いっそバターになってしまおう

 男の一人暮らしの部屋に転がり込んできたモカは、大きなバッグを部屋の隅に置くとすぐにキッチンの探検に向かった。戸棚を開けたり、シンクに水を流したりしはじめた。予想の範囲内。掃除はしておいた。しかし彼女の様子を後ろから眺めていると、ふと上司にレポートをチェックされているような気持ちになってしまう。仕事はいい加減忘れたい。お盆休みの昼間。
 基本的にきれい好きなほう、というよりも外食ばかりしていて使っていないから、モノは少なくそしてきちんと片付いているはずだ。
「こ、これは!」
 モカが大げさに驚いて、奥のほうから箱を取り出した。そのちょっと演技っぽい不思議なところ、嫌いじゃない。「憧れのホットサンドメーカーじゃない!」
「憧れなの?」
 冷静に答える。モカの感覚にはついていけないときがある。育ってきた環境が自分とずいぶん違うからか。
 モカの本当の名前は桃香だ。何かの拍子に「桃香もか!」と自分で自分に突っ込みを入れたところ、モカがあだ名になったと言う。初めて会ってその話を聞いたとき、あまりにできすぎているような気がした。そしてまさか付き合うことになるとは思ってもいなかった。
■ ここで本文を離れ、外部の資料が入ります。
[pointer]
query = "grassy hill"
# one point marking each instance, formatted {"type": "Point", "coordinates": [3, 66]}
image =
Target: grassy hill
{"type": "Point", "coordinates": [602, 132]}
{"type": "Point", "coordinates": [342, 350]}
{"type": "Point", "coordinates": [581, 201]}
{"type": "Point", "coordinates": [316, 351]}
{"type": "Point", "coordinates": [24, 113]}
 大きなダイニングテーブルの上にホットサンドメーカーを置いた。その場所は今までどちらかというと食事よりも仕事で使うことが多かった。プリンタとかノートパソコンとかが散らかっていて、モカが来る前にきれいにする必要があった。
「ねえ何でこんなの持っているの? 食器も何もそろってないのに」
 上半身を屈めたり、持ち上げたり。モカホットサンドメーカーを色々な角度からチェックしている。
「会社のクリスマスパーティで当たったんだよ」
「何それ、会社でそんなのあるの? いいなあ……」
 本当のことを話したところ、なぜか追加の説明をするはめになった。モカはとても聞き上手で、彼女と話しているとつい夢中になってしまう。結果自分の方だけが一方的にオタクのようにしゃべりまくっていた、ということになりがちだ。
 いや、でも。話がとんでもない方向にいってるし。クリスマスパーティーって。季節が全然違う。


 冷房を少し強めに設定する。キッチンは暑く、汗をかいてしまっていた。
 コンセントの場所を聞かれた。モカの荷物がどさっどさっと置いてある、その陰にコンセントは隠れていた。
「ここからコードを延ばして、届くかなあ」
 モカがこちらに背を向けて呟いている。彼女が着ている白いTシャツが目に入る。背中のラインを目でたどる。
「ここに置くつもり?」
 モカに尋ねた。
「いいじゃん、テーブル広いんだし」
 こっちに振り返ったモカに面と向かってそう言われると反対する理由はない。そもそもどうやって使うかなんて考えていなかった。
「明日の朝、早速作ってみようよ。……すごい、レシピ集がついてきているんだ」
 無造作に脇によけておいた箱から、モカは本を取り出した。ぴょんと椅子に腰掛け、ページをめくり始めた。それで、隣の椅子に座る。明日の朝、か。モカの横顔を何となく眺める。彼女の唇が無言無音で動いているのを発見し、にやっとした。しばらく観察していても、モカの目はその本に向けられたままだった。次から次へと鮮やかな写真が現れる。結構しっかりとしたつくりの本だった。


 心の奥で不思議な感情が生まれた。すぐにそれが何であるか分かった。
「ねえ」
 モカが本を指差して言う。
「これ食パン4枚切りまで焼けるんだって。4枚切りって売ってるのあんまり見なくない?」
「そうだね」
 上の空の返事をした。関西、関東、6枚、8枚。単語が頭の中を空回りしはじめる。得意げに説明する局面ではないだろう。もう考えるのには飽きた。
 モカが無言でこちらを見た。直後、モカの喉から、こくっという音が聞こえた。